Making lists is also for me of late a way to cut through the noise. Not to go too far down the curmudgeonly “Get the fuck off my lawn” path, but part of the problem is the incessant amount of information of varying degrees of usefulness that competes for my attention. On any given day, thanks to the information superhighway/sewage-pipe’s exponential ability to put a bullhorn to my inner ear and scream “Hey nit-wit, pay attention to this hammock sale at Lowes,” or, “Wowza! Kim Kardashian’s butt has never looked so amazing!” or “Yo! Kittens! You want to look at some kittens? What the hell is wrong with you that you don’t like kittens? They’re adorable! You’re an insensitive jerk, you know that?”; I just don’t seem to have the filter to be able to determine in the required nano-second what is critical and what is useless in the tsunami of stuff that is blasted at me it seems from every direction.
It’s not simply limited to the web and it is not easily explainable by my obvious and chronic addiction to FaceBook. It is everywhere. Recently I cut off cable TV to my house. I have only a high-speed ISP, a Roku and a cell phone. That’s it for connectivity to the outside world. But like a microscopic flaw in a window jam that will allow an arctic blast into your home and drive you into a rage of carpet-chewing madness trying to trace it, even that limited amount of access from the tsunami of media does nothing to stop the noise. And unfortunately I’m as easily distracted as a cat by a laser pointer.
Be it the radio in my car, where when I finally find a station that isn’t melting the tectonal membranes of my ears with some overly-compressed, bro-country /pop-tart sludge, it interrupts it’s dulcet offerings with a screaming advert for an auto sale which if I don’t act upon immediately will result in the murder of a million puppies… or be it in print, where for example while sorting the mail I will determine that the envelope marked “Urgent” from the laboratory where the biopsy of that weird mole I had removed was sent is far less important than the flier for a tire sale or spider vein treatments (even though I have no immediate need for either)… I for the life of me am finding it harder and harder to tell the important shit from the inane.
My step-father has recently been diagnosed with beta-amyloid formations in the brain. This is not Alzheimers thank goodness, but it is a form of mental short-circuitry that results in notable and progressive cognitive difficulty. He will forget words, will confuse timelines, forget people’s names (no huge thing there, I’m a champion in that), what day it is, etc., and he has basically lost the ability to add a tip and calculate a restaurant tab.
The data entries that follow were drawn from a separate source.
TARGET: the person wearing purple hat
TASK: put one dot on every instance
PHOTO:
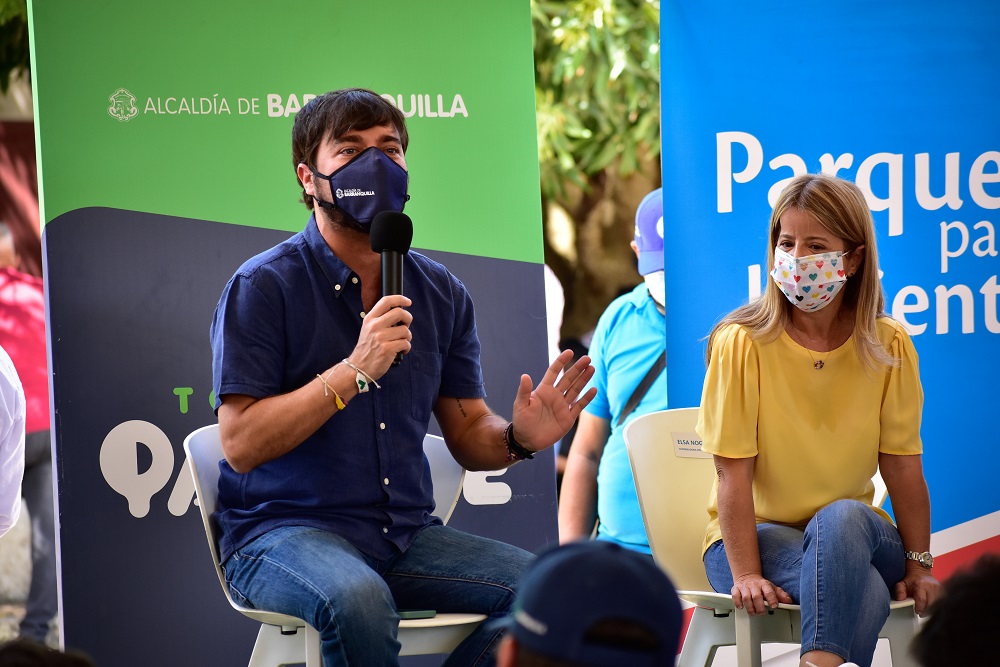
(592, 604)
(628, 353)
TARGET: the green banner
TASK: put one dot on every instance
(185, 108)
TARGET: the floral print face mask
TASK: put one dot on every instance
(810, 282)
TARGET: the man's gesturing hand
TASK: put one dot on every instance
(544, 415)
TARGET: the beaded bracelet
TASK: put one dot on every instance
(362, 379)
(515, 451)
(341, 404)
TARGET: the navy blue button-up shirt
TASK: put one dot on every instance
(294, 311)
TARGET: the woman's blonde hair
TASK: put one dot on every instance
(841, 208)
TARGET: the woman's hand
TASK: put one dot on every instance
(756, 594)
(919, 584)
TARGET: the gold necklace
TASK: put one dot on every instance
(818, 364)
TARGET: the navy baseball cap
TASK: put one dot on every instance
(597, 604)
(649, 232)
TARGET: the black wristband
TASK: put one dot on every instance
(513, 446)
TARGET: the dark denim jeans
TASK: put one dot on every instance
(351, 598)
(840, 570)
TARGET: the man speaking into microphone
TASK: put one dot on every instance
(325, 502)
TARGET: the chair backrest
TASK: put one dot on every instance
(446, 474)
(673, 479)
(204, 451)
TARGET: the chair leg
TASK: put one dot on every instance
(274, 649)
(706, 633)
(314, 657)
(748, 636)
(899, 629)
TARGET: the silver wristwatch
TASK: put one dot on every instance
(923, 557)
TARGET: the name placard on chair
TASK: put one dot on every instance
(688, 445)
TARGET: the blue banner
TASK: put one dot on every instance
(898, 96)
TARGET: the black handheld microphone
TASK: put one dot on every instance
(391, 235)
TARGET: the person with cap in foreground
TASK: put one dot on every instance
(593, 604)
(628, 352)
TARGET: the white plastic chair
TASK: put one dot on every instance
(673, 479)
(285, 640)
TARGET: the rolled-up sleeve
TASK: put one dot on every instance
(902, 400)
(727, 421)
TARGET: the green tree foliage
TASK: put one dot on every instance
(597, 97)
(597, 84)
(14, 52)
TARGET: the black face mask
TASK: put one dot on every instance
(365, 186)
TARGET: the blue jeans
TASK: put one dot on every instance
(43, 597)
(352, 598)
(840, 570)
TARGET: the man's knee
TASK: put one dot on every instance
(846, 517)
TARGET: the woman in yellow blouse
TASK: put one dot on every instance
(811, 388)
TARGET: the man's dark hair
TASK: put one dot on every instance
(962, 623)
(335, 114)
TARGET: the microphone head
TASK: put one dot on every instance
(391, 230)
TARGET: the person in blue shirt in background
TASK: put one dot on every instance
(325, 499)
(628, 347)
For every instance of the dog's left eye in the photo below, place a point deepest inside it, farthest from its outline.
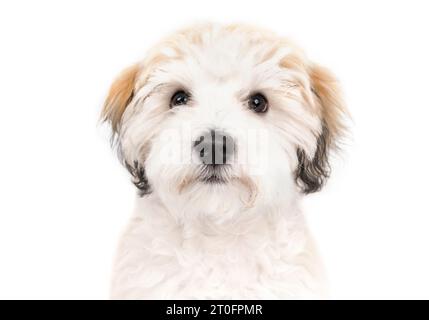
(258, 103)
(179, 98)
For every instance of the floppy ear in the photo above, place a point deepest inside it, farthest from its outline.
(120, 95)
(313, 171)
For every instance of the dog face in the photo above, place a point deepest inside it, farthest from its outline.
(223, 119)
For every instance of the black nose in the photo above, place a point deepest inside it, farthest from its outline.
(214, 148)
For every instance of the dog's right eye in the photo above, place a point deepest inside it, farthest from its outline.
(179, 98)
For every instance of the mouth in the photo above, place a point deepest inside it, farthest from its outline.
(214, 174)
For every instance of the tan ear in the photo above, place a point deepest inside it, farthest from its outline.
(120, 95)
(313, 171)
(326, 88)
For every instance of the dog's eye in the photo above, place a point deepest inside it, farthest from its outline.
(179, 98)
(258, 103)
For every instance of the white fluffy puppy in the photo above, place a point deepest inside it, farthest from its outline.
(222, 128)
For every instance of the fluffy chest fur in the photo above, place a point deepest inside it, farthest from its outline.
(270, 256)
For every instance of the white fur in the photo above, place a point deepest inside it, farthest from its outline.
(243, 239)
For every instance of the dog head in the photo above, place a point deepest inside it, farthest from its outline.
(225, 118)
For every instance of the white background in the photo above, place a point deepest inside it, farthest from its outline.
(64, 198)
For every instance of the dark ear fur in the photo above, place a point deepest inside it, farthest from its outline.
(312, 172)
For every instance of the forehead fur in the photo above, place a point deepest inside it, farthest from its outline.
(222, 51)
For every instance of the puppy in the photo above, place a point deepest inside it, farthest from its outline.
(223, 129)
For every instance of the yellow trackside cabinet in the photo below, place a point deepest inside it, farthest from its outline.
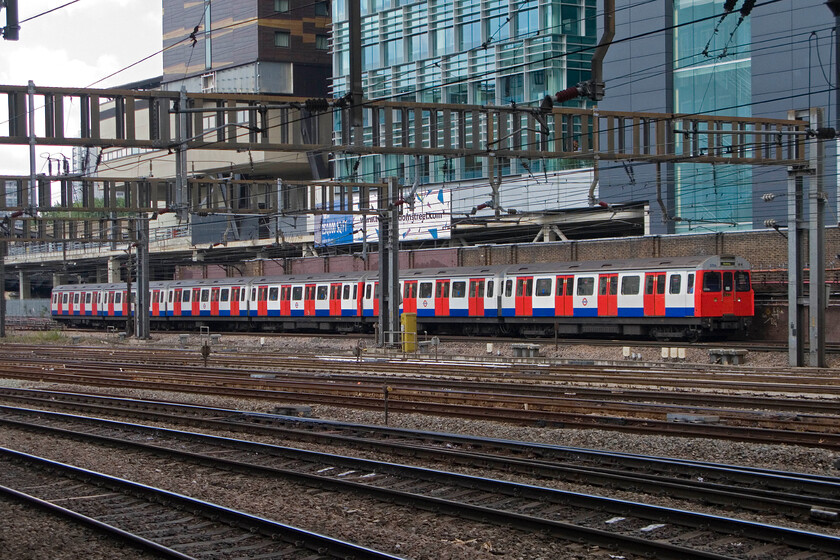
(409, 327)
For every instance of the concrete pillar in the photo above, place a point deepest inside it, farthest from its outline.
(114, 275)
(24, 285)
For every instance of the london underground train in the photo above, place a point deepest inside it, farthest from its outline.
(672, 297)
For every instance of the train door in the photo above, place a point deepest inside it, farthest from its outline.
(234, 300)
(196, 302)
(476, 295)
(607, 295)
(524, 291)
(442, 298)
(563, 302)
(309, 300)
(410, 296)
(654, 294)
(335, 300)
(262, 301)
(727, 306)
(214, 301)
(286, 300)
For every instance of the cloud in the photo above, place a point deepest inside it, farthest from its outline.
(76, 46)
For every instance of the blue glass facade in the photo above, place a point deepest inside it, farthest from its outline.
(712, 75)
(461, 51)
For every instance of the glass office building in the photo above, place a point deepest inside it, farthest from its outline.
(492, 52)
(712, 75)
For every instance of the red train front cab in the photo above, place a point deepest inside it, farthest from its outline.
(724, 289)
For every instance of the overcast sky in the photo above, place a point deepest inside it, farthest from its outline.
(76, 46)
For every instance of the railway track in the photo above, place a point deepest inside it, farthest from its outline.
(625, 526)
(548, 397)
(171, 525)
(793, 495)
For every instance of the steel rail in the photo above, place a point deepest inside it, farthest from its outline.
(791, 494)
(461, 405)
(629, 526)
(255, 536)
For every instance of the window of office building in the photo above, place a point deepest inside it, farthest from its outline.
(282, 39)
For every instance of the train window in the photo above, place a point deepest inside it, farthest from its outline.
(711, 281)
(425, 289)
(586, 286)
(544, 287)
(727, 281)
(675, 284)
(742, 281)
(459, 289)
(630, 285)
He is 84. And… he couldn’t care less. He actually finds it all a bit funny. In the midst of a story he will completely forget what he was talking about, launch into a non-sequiter, then stop mid-sentence, look around the table at everyone and say “…wow!” and proceed to belly-laugh at himself. It’s both heartbreaking and endearing for me, as everyone else, but ultimately I cannot help but applaud him. As to the noise that drives me to distraction, he could care less. It’s as though he’s wearing a raincoat in a hurricane, and he laughs at me when I go off on a tirade about it all. I don’t know whether to envy him, pity him or punch him in the mouth…. for getting sick and directing my attention to the fact that I will eventually lose him. I don’t need to put that on a list. I am aware of that. Ultimately I thank him for helping me determine what is important… and what is not.